Каупервуд смеялся, а за ним смеялась и Эйлин. Она ничего не могла с собой поделать. Слишком уж она его любила. В нападках ее не было настоящей горечи. Часто, укачивая ее на коленях, как ребенка, и нежно целуя, он шептал ей: «Моя крошка! Моя рыжая кукла! Правда, что ты меня так любишь? Тогда поцелуй меня». Они оба пылали какой-то первобытной страстью. И пока жизнь не отдалила их друг от друга, Каупервуд даже представить себе не мог более восхитительного союза. Они не ведали того холодка пресыщенности, который нередко переходит во взаимное отвращение. Эйлин всегда была ему желанна. Он подтрунивал над ней, дурачился, нежничал, зная наперед, что она не оттолкнет его от себя чопорностью или постной миной ханжи и лицемерки. Несмотря на ее горячий, взбалмошный нрав, Эйлин всегда можно было остановить и образумить, если она была неправа. Она же, со своей стороны, не раз давала Каупервуду дельные советы, подсказанные ее женским чутьем. Все их помыслы занимало теперь чикагское общество и новый дом, который они решили построить в надежде упрочить таким образом свое положение и войти в круг избранных. Будущее представлялось Эйлин только в розовом свете. Есть ли в мире женщина, счастливее ее? Фрэнк так красив, так великодушен, так нежен! В нем нет ничего мелочного. Пусть он даже иногда заглядывается на других женщин — что с того? В душе он ей верен, и не было еще случая, чтобы он ей изменил. Хотя Эйлин знала Каупервуда достаточно хорошо, она все же не представляла себе, как ловко он умеет изворачиваться и лгать. Но пока что он действительно любил ее и действительно был ей верен…
Каупервуд вложил уже около ста тысяч долларов в газовые компании и считал свое будущее обеспеченным. Концессии были выданы на двадцать лет, к концу этого срока ему не исполнится еще и шестидесяти, а за это время он наверняка либо приобретет контрольные пакеты старых компаний, либо объединится с ними, либо с большой выгодой переуступит им дело. Рост Чикаго предвещал ему успех. Поэтому он решил вложить до тридцати тысяч долларов в картины, если найдет что-нибудь стоящее, и заказать портрет Эйлин, пока она еще так хороша.

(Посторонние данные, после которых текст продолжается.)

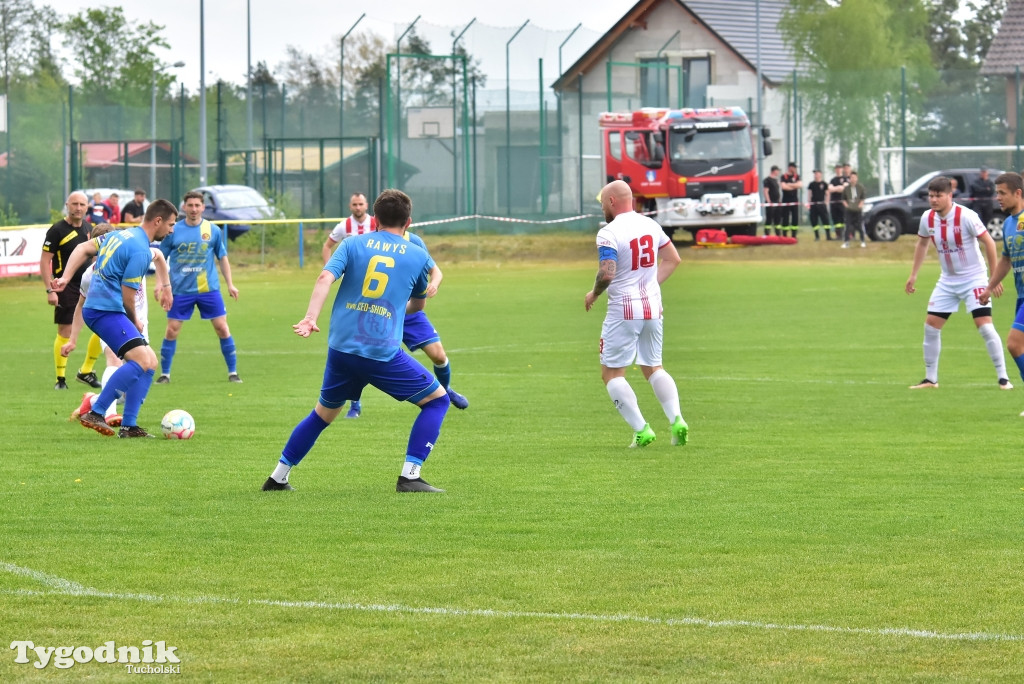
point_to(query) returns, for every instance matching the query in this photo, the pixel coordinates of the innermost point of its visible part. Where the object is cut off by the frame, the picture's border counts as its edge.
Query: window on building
(653, 82)
(614, 144)
(697, 75)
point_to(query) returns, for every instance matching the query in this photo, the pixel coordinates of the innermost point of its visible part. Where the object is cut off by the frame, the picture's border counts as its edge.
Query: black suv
(889, 216)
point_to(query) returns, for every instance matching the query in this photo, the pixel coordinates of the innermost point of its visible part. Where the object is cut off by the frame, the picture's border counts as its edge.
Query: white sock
(667, 393)
(108, 372)
(994, 346)
(933, 345)
(626, 401)
(280, 473)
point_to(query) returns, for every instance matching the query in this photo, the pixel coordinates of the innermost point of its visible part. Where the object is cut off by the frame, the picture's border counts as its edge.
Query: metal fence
(497, 140)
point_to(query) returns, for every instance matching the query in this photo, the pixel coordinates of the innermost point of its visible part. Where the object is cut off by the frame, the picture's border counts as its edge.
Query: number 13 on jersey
(642, 249)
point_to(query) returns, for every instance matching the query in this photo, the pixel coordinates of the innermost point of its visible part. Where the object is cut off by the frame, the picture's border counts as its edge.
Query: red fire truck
(695, 168)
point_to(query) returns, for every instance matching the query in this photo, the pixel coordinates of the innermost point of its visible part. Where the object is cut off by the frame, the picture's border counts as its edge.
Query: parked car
(889, 216)
(235, 203)
(124, 196)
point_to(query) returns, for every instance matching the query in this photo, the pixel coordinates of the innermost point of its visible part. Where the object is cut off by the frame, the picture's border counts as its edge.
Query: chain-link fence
(475, 126)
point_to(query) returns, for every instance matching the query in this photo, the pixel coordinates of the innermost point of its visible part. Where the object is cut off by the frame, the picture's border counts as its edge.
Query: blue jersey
(123, 259)
(1013, 248)
(379, 272)
(193, 253)
(416, 240)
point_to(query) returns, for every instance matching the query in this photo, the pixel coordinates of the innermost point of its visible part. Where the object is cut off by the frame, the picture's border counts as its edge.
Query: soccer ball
(177, 424)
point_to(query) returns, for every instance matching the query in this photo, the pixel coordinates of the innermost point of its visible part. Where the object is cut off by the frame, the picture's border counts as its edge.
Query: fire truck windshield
(696, 150)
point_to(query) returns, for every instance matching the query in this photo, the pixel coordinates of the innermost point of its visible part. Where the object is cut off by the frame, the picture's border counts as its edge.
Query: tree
(962, 102)
(852, 53)
(16, 18)
(115, 59)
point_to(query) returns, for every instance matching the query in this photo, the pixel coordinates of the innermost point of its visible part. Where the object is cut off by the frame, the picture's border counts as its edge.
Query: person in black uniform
(791, 184)
(818, 190)
(60, 241)
(982, 191)
(772, 197)
(836, 187)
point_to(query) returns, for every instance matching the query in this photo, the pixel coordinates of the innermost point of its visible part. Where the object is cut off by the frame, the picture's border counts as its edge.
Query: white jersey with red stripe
(955, 239)
(634, 293)
(350, 227)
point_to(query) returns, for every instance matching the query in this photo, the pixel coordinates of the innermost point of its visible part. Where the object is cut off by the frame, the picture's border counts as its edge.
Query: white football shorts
(946, 297)
(626, 341)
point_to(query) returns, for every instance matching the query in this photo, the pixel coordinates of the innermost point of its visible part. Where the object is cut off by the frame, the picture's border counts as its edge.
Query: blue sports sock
(123, 378)
(303, 437)
(443, 374)
(167, 355)
(1020, 365)
(227, 348)
(134, 396)
(426, 428)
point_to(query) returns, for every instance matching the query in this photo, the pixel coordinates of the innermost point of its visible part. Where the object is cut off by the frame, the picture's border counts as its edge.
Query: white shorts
(624, 341)
(946, 297)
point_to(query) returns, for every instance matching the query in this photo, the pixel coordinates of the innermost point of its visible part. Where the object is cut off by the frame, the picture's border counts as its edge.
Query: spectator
(836, 187)
(773, 196)
(853, 209)
(98, 211)
(115, 209)
(133, 211)
(791, 184)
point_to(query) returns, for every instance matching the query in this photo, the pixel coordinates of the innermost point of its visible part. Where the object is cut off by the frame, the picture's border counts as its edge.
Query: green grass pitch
(824, 523)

Каупервуд опять стал интересоваться живописью. У Эддисона было четыре или пять хороших полотен — Руссо, Грез, Вуверман и Лоуренс, которые тот неизвестно где раскопал. Каупервуд слышал, что у некоего Колларда, владельца гостиницы и торговца недвижимостью и мануфактурой, имеется замечательная коллекция. Эддисон рассказал ему, что Дэвис Траск, король скобяных изделий, тоже коллекционирует картины. Многие богатые семейства в Чикаго уже начали собирать произведения искусства. Значит, пора начать и ему.
Как только концессии были утверждены, Каупервуд посадил Сиппенса у себя в кабинете и на время передал ему все дела. В пригородах, поблизости от строившихся заводов, были открыты маленькие конторы с незначительным штатом. Теперь старые компании донимали новые компании всевозможными тяжбами, требуя, чтобы суд «запретил», «отменил», «пресек» и т.д., но Мак-Кибен, Стимсон и генерал Ван-Сайкл отражали все атаки врага со спокойствием и доблестью защитников Трои. Это было забавное зрелище. Однако о Каупервуде почти никто ничего не знал. Он все еще оставался в тени. В связи с этими делами имя его даже и не упоминалось. Газеты ежедневно прославляли других людей, и в Каупервуде это будило досаду и зависть. Когда же настанет его черед? Теперь уж, наверно, скоро. В июне Каупервуд и Эйлин, веселые и жизнерадостные, отправились в Европу, решив насладиться сполна своим первым большим путешествием.
Это была чудесная поездка! Эддисон, с обычной для него любезностью, телеграфировал в Нью-Йорк, чтобы миссис Каупервуд на пароход были доставлены цветы. Мак-Кибен прислал путеводители. Каупервуд, не зная наверное, подумает ли кто-нибудь о цветах, тоже заказал две великолепные корзины, так что, когда Эйлин поднялась на верхнюю палубу, ее ожидали там три корзины цветов, каждая с приколотой к ней карточкой. Кое-кто из сидевших за капитанским столом пытался завязать знакомство с Каупервудами. Их приглашали на любительские концерты или просили составить партию за карточным столом. Но море было все время бурное, и Эйлин чувствовала себя неважно. Хорошо выглядеть, когда страдаешь морской болезнью, нелегкая задача, и поэтому она предпочитала большей частью оставаться в каюте.